A controvérsia girava em torno da necessidade de observância ao princípio da anterioridade tributária, ou seja, se os estados poderiam cobrar o DIFAL já em 2022, ano da publicação da lei, ou se deveriam esperar até 2023. O julgamento, de relatoria do Ministro Alexandre de Moraes, inclinou-se a favor da cobrança no mesmo ano da publicação, considerando que “a cobrança do DIFAL não representa criação de novo tributo, mas sim regulamentação de sua forma de arrecadação”.
Com a formação da maioria no STF, os contribuintes que contestavam a cobrança imediata terão dificuldade em reaver os valores pagos, salvo em casos onde houve liminares concedidas anteriormente.
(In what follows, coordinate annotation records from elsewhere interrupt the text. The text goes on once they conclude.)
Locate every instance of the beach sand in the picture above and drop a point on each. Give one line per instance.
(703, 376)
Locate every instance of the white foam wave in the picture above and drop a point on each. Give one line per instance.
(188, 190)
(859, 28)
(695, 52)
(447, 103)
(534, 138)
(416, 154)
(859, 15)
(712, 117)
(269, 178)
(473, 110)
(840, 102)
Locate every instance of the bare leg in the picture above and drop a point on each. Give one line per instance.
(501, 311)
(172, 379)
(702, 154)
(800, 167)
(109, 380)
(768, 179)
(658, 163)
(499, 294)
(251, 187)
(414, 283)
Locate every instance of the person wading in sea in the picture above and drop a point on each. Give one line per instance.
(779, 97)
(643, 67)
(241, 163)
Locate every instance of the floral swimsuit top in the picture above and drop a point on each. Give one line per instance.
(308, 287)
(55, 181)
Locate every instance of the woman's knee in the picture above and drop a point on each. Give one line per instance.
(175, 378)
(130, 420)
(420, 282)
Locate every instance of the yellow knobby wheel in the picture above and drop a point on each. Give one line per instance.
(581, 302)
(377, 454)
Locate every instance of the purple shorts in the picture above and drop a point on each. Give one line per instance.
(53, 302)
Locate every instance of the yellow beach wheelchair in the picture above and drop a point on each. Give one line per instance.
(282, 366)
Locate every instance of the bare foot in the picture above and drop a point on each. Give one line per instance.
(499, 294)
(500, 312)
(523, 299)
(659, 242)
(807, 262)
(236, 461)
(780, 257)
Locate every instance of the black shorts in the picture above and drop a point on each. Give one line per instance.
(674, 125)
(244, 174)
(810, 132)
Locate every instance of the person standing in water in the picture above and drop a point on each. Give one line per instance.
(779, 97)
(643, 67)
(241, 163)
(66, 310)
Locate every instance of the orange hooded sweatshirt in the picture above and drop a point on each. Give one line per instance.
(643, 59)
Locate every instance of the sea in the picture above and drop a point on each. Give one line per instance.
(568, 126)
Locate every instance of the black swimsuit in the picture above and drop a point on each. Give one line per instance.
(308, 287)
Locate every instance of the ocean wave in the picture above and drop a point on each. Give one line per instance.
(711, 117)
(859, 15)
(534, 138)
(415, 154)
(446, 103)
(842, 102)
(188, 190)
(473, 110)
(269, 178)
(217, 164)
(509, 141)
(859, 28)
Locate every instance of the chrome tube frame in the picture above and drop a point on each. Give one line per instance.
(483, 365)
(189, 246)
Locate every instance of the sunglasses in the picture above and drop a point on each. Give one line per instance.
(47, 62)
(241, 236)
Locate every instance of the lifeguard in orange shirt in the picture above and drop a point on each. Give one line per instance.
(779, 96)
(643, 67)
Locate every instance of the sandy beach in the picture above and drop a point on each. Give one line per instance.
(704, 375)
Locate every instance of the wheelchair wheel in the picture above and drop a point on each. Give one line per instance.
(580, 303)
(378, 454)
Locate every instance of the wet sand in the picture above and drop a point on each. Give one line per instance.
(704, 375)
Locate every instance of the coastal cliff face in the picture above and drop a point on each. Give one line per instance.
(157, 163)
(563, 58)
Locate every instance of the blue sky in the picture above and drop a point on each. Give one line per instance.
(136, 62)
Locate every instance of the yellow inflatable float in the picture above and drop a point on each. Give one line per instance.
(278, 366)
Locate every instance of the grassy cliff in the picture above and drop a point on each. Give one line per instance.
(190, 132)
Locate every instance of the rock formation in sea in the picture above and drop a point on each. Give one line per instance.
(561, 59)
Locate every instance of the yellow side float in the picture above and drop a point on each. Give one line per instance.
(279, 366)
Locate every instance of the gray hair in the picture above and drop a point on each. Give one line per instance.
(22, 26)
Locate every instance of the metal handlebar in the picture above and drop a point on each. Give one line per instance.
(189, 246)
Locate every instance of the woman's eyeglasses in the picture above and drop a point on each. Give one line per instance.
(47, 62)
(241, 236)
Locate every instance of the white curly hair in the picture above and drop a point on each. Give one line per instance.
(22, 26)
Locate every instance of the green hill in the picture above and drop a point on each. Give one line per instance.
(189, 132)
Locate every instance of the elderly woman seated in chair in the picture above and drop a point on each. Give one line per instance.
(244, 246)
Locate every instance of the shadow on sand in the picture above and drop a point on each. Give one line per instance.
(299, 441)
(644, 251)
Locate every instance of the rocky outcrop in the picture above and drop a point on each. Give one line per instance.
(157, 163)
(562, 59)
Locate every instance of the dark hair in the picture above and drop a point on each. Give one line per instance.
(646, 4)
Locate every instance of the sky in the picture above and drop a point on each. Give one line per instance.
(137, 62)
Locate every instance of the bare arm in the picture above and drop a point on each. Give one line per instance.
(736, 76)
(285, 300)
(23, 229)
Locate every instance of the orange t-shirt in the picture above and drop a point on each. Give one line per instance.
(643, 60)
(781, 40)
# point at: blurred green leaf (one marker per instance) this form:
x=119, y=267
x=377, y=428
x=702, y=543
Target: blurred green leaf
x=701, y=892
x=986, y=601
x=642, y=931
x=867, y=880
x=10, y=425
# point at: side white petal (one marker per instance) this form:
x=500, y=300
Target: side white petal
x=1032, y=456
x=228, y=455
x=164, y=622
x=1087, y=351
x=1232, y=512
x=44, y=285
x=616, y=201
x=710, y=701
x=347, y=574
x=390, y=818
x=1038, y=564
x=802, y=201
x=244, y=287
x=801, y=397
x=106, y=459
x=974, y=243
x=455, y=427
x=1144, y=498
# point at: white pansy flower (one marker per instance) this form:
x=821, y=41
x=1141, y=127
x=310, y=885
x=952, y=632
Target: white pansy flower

A medida impacta diretamente empresas que realizam operações interestaduais com consumidores finais não contribuintes do ICMS, como é o caso de muitas transportadoras, distribuidores e operadores logísticos, que agora têm maior clareza sobre os efeitos legais da norma.
A discussão foi travada nos autos das ADIs 7066, 7070 e 7078, e o julgamento reforça a interpretação da Corte de que o DIFAL já estava previsto na Constituição Federal desde a EC 87/2015, e que a LC 190/2022 apenas estabeleceu procedimentos para a operacionalização da cobrança.